Unions are organizing smaller segments of an entire workforce in order to get their foot in the door and keep organizing efforts alive. The National Labor Relations Board (NLRB or Board) has approved so-called micro-units, setting employers up for difficult battles over appropriate bargaining units in the future. Employers should think about the possibility of seeing a micro-unit proposed in their workforce—and how to avoid them.
Unions Can More Easily Win Representation For Smaller Groups
As unions press to increase their membership in the United States, unions are looking for new ways to organize workers and remain relevant. Organizing large workforces requires unions to expend significant resources – money, personnel and time – to collect signatures from at least 30% of the proposed bargaining unit to trigger an election (some unions want to see upwards of 70% signing authorization cards before petitioning for an election). Then additional resources are needed to get out the vote to ensure a majority of votes cast are in favor of the union. Large organizing campaigns also give the company time to mount an anti-union campaign.
Organizing micro-units, however, can be done relatively quickly, cheaply and often without much response from the company. Think about it – organizing a unit of 30 workers in a single department may need only one or two union organizers to persuade the 15 to 20 employees needed to win the organizing campaign. Before you know it, you’ve got a segment of your workforce represented by a third party with whom you must collectively bargain. This can lead to multiple micro-units at your company represented by different unions and the headaches multiply.

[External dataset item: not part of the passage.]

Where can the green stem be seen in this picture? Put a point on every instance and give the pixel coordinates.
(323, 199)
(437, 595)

Parameters For Micro-Units Are Evolving
The NLRB has discretion in representation cases to determine the appropriate bargaining unit, whether an employer unit, craft unit, plant unit or subdivision thereof, pursuant to section 9(b) of the NLRA. Although decided on a case-by-case basis, the main, long-standing factor for determining an appropriate unit was the “community of interest” of the employees involved. In 2011, however, the Board significantly changed that analysis in a case called Specialty Healthcare, allowing the unit petitioned-for by the union to govern except in those situations where the employer can establish by “overwhelming evidence” that the requested unit is inappropriate. This new approach places a high burden on employers who wish to challenge the make-up of the unit proposed by the union.
In recent months, the Board has decided a couple of micro-unit cases that offer some guidance on what it takes to challenge a micro-unit. In a case involving a Macy’s Department store in Massachusetts, the Board deemed appropriate a micro-unit made up of only cosmetics and fragrances employees at the store. Macy’s Inc., 361 NLRB No. 4 (July 22, 2014). The store argued that the unit was too narrow and that the appropriate unit in a retail store context is a “wall-to-wall unit” or, alternatively, all selling employees at the store. The Board did not agree. It concluded that the cosmetics and fragrances employees were a readily identifiable group that shared a community of interest not shared by other store employees. Factors weighing in favor of the micro-unit included the fact that the cosmetics and fragrances employees were in the same department and were supervised by the same managers. In addition, there was little regular contact between the cosmetics and fragrances employees and other store employees. The NLRB found that Macy’s had not met the high burden of showing that other employees should be included in the unit because they did not share an “overwhelming community of interest.”
Coming to the opposite conclusion, however, the Board rejected a micro-unit of sales associates who sold shoes at the Manhattan Bergdorf Goodman store. The union had petitioned for the unit to be made up of 35 women’s shoes sales associates in the Salon shoes department (high end designer shoes) and 11 women’s Contemporary shoes sales associates in the Contemporary Sportswear department (modestly priced shoes). The Board concluded the proposed unit was inappropriate because the two shoe departments were located on separate floors, did not share the same supervisors and managers, did not have any cross-over or interchange between employees and did not have much contact with employees in other departments storewide. The Neiman Marcus Group, Inc. d/b/a Bergdorf Goodman, 361 NLRB No. 11 (July 28, 2014).
Strategies for Attacking Micro-Units
The Macy’s and Bergdorf Goodman cases offer some guidance to help employers avoid union organizing of micro-units. Strategies to consider now, before a union organizing campaign begins, include:
- Combining departments or job classifications that share skills or tasks
- Cross-training and cross-utilizing workers across departments, classifications or locations
- Allowing for promotional and transfer opportunities across department and organizational lines
- Revising supervisory and managerial structures so that more employees report to the same managers
- Maintaining pay and bonus structures common to all employees or for all in a larger unit.
Micro-units can be a game-changer when it comes to union organizing so employers have to change their own tactics to combat such bargaining units. Taking time now to change organizational and reporting structures can go a long way in overcoming a proposed micro-unit in the future.